The following are key tax points for property developers in light of last weeks EU approval of NAMA and current market conditions:
80% windfall tax
- Applies to profits arising from rezoning decisions which have effect from 30 October 2009 where sales take place from the beginning of the 2010 year of assessment (traders) or from 30 October 2009 (investors).
- The tax does not generally apply to planning permission decisions. However, for this purpose, where planning authorities decide to grant planning permission for development which materially contravenes a development plan for a particular area, this is also treated as rezoning for the purpose of the windfall tax.
- The tax does not apply to uplifts in value of property due to other factors such as market improvements, construction or effective marketing.
- The tax applies to both development and investment properties.
- The tax only applies to Irish properties.
- CPO sales are not subject to the tax.
- There is an exemption for the sale of small sites, not exceeding one acre and a consideration less than €250,000 so long as the sales do not form part of a series of transactions.
- Where a company pays the windfall tax on trading profits, the subsequent distribution to the shareholders of the profits will not be subject to tax. However, if the company holds the land as an investment, there is an exposure to an additional layer on tax on distribution to the shareholders.
Write-down of trading stock
- As property held as trading stock is recorded at the lower of cost or net realizable value, it is likely that accounting adjustments have been made to reduce the value at which this property is shown in the accounts.
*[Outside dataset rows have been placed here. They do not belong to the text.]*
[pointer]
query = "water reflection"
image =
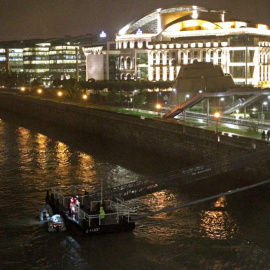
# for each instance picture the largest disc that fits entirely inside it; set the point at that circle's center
(218, 225)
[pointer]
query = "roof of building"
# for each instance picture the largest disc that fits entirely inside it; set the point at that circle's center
(182, 18)
(73, 41)
(159, 19)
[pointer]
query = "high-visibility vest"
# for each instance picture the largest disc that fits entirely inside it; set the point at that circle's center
(101, 212)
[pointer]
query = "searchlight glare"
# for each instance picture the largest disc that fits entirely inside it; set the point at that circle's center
(103, 35)
(195, 14)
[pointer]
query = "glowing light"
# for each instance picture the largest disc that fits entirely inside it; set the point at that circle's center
(262, 27)
(195, 14)
(103, 34)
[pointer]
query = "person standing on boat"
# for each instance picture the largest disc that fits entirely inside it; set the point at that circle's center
(263, 135)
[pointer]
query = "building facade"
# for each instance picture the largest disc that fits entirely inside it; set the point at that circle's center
(155, 46)
(45, 60)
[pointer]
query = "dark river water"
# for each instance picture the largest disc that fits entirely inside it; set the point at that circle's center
(229, 233)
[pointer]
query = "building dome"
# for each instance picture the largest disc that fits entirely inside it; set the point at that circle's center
(160, 19)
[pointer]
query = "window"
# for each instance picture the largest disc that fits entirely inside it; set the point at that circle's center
(238, 72)
(142, 58)
(238, 56)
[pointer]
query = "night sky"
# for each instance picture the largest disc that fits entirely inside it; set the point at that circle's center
(27, 19)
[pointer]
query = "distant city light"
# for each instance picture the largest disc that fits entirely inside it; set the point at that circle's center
(103, 35)
(195, 14)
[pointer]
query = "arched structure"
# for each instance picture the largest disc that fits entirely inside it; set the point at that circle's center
(164, 40)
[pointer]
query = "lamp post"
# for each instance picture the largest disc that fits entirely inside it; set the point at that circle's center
(186, 97)
(220, 100)
(217, 117)
(263, 104)
(158, 107)
(200, 92)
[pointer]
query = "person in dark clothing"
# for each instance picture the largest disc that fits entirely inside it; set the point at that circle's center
(268, 134)
(263, 135)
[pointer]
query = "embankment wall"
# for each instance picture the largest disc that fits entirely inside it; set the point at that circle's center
(160, 137)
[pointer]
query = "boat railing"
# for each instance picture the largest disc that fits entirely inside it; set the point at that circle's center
(107, 219)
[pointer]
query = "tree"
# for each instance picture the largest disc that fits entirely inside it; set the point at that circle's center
(139, 99)
(112, 96)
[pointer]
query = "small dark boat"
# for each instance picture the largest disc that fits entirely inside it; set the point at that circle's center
(86, 217)
(56, 224)
(45, 212)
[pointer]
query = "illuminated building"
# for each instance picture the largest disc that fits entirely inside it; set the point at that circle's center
(45, 59)
(155, 46)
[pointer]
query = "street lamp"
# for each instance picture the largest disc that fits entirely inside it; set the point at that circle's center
(263, 104)
(217, 116)
(221, 99)
(158, 107)
(186, 97)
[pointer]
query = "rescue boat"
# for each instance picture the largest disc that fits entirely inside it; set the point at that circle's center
(89, 217)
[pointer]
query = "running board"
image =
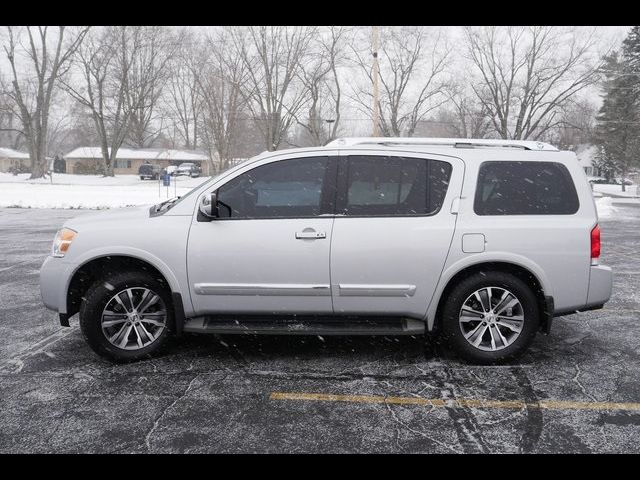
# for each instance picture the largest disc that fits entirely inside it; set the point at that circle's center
(266, 325)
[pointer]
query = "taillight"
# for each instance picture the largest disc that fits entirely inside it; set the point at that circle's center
(595, 243)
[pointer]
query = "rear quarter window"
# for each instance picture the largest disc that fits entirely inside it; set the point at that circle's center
(525, 188)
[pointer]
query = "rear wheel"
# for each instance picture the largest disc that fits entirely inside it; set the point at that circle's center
(490, 317)
(127, 316)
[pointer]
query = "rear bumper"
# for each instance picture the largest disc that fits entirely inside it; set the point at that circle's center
(600, 285)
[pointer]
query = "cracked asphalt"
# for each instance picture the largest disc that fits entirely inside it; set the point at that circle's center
(213, 393)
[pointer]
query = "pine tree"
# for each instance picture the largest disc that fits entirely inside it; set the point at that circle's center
(618, 121)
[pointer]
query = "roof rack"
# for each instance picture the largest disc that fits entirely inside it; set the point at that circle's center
(449, 142)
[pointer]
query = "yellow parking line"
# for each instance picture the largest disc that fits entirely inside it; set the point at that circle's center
(456, 403)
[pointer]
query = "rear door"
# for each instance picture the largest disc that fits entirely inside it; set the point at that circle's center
(392, 231)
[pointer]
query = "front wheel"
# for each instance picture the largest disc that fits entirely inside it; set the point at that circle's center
(490, 317)
(126, 316)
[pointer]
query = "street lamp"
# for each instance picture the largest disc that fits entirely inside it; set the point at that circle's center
(329, 122)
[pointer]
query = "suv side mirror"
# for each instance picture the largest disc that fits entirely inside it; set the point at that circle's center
(209, 205)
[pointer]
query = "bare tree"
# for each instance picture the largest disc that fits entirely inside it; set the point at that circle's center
(272, 57)
(319, 76)
(38, 57)
(413, 63)
(104, 63)
(220, 83)
(471, 117)
(154, 46)
(183, 99)
(11, 132)
(527, 75)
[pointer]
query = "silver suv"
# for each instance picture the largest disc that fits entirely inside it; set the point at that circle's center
(482, 241)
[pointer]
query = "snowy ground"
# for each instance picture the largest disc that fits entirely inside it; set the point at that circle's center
(88, 191)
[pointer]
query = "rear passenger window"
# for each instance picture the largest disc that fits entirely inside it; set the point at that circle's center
(525, 188)
(384, 186)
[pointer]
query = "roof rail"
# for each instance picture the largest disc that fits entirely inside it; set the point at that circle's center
(450, 142)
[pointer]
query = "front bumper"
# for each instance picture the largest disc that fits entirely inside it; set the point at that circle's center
(54, 275)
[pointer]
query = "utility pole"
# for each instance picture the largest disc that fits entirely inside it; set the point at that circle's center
(376, 78)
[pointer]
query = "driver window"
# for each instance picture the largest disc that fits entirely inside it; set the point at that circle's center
(288, 188)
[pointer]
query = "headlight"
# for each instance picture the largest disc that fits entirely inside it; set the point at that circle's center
(62, 242)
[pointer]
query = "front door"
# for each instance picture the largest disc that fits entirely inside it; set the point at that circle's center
(269, 249)
(392, 232)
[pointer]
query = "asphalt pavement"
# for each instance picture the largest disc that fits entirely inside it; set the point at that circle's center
(575, 391)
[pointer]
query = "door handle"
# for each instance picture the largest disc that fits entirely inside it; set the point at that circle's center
(310, 234)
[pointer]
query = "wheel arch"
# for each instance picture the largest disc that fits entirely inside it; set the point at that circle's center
(89, 270)
(530, 274)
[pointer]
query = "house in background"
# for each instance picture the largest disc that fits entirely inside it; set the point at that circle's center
(11, 159)
(586, 154)
(88, 160)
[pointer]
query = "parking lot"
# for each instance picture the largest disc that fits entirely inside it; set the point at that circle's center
(576, 390)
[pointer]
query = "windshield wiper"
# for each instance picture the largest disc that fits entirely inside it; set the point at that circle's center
(166, 205)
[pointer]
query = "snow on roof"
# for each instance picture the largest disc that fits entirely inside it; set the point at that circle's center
(140, 153)
(11, 153)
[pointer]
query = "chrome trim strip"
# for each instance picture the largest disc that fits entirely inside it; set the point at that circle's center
(367, 290)
(263, 289)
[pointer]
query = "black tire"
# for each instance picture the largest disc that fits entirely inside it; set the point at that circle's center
(94, 302)
(452, 331)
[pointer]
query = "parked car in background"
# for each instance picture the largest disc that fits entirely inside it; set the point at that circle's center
(191, 169)
(149, 171)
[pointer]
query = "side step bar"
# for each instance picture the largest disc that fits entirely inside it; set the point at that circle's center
(297, 325)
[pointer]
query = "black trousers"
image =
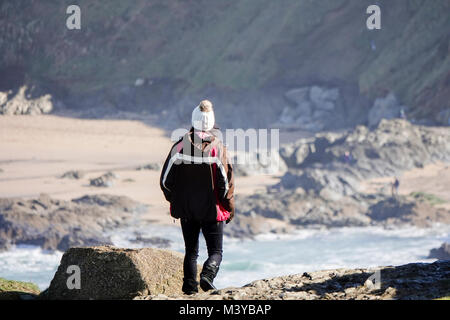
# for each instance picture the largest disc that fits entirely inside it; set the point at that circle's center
(213, 233)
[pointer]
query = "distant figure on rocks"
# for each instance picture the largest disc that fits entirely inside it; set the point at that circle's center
(348, 157)
(395, 186)
(197, 179)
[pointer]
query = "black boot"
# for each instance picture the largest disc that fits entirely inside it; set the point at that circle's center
(190, 286)
(207, 276)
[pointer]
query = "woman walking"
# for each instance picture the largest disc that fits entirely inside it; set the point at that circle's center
(197, 179)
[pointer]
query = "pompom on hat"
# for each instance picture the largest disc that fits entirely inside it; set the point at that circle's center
(203, 116)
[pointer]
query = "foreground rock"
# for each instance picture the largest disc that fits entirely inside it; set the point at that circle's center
(20, 103)
(415, 281)
(113, 273)
(441, 253)
(57, 224)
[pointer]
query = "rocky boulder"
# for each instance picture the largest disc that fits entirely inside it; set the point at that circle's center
(414, 281)
(22, 103)
(113, 273)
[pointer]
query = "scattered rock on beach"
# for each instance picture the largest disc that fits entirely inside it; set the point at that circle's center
(105, 180)
(73, 174)
(58, 224)
(114, 273)
(21, 103)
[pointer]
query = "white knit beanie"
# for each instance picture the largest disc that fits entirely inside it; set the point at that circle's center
(203, 121)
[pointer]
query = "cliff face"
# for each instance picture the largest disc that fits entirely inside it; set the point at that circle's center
(232, 50)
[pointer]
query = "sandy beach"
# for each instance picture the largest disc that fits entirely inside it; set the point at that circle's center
(37, 150)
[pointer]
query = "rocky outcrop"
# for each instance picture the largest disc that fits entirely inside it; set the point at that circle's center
(415, 281)
(385, 108)
(57, 224)
(21, 103)
(72, 174)
(338, 161)
(106, 180)
(441, 253)
(254, 163)
(322, 186)
(113, 273)
(313, 108)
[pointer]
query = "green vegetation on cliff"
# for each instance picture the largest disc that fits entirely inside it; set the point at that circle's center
(10, 289)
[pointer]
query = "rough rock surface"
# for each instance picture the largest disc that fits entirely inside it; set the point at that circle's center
(73, 174)
(441, 253)
(411, 281)
(252, 163)
(322, 186)
(115, 273)
(20, 103)
(105, 180)
(57, 224)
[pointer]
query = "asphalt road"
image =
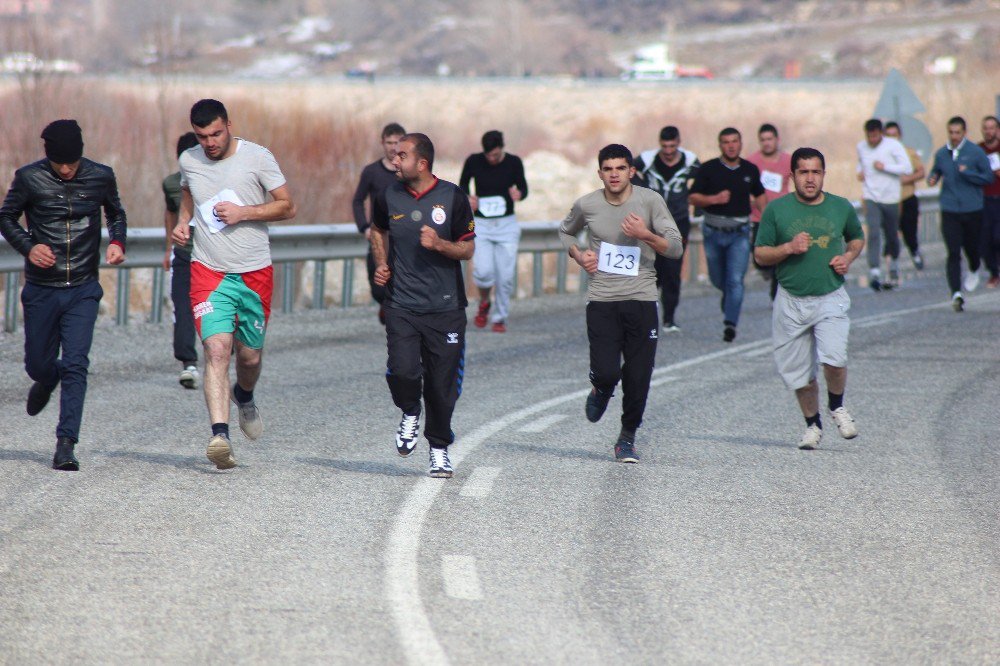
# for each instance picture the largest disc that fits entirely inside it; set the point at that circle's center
(726, 544)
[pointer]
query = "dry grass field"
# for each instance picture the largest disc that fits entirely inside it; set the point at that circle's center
(324, 131)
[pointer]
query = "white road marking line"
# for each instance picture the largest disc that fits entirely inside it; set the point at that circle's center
(460, 578)
(541, 424)
(874, 322)
(758, 352)
(480, 482)
(417, 639)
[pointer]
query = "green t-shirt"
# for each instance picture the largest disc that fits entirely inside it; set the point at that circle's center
(172, 199)
(831, 224)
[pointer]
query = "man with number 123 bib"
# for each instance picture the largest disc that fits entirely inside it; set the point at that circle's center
(628, 227)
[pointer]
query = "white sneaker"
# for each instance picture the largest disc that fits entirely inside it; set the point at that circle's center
(406, 434)
(440, 464)
(971, 281)
(810, 440)
(845, 423)
(189, 377)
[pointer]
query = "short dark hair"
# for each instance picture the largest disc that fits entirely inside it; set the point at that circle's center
(205, 111)
(185, 141)
(614, 151)
(670, 133)
(423, 148)
(807, 154)
(492, 140)
(393, 129)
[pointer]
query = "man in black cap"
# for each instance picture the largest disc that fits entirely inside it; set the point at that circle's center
(61, 198)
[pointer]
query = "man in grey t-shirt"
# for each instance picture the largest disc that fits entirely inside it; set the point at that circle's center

- The tax offset of such write-downs against other profits earned by the trader should be considered in detail. It is important to note that 2008 losses from residential land trades are available for offset against other profits in the form of a 20% tax credit (assuming no election made to Revenue prior to 7 April 2009). Losses earned from residential land trades from 1 January 2009 are available for offset against other profits in a similar manner to losses from other trades.
- Where the trade is ceasing, there is a possibility of claiming tax relief for losses earned in the last 12 months of trading (including stock write-downs) against profits earned in the previous 3 years.
- Separate considerations are required for persons holding property trading stock in partnership with others.
- The effect of any write-down of stock should be considered in conjunction with the likely effect of future rezoning decisions which may be within the remit of the 80% tax.
Other NAMA tax issues
- VAT continues to apply to transfers of property to NAMA, however, such transactions will avoid a cash-flow cost if the property was developed more than 5 years before the transfer.
- Relief from BES should not be withdrawn by virtue of a transfer to NAMA provided the BES investors continue to be shareholders.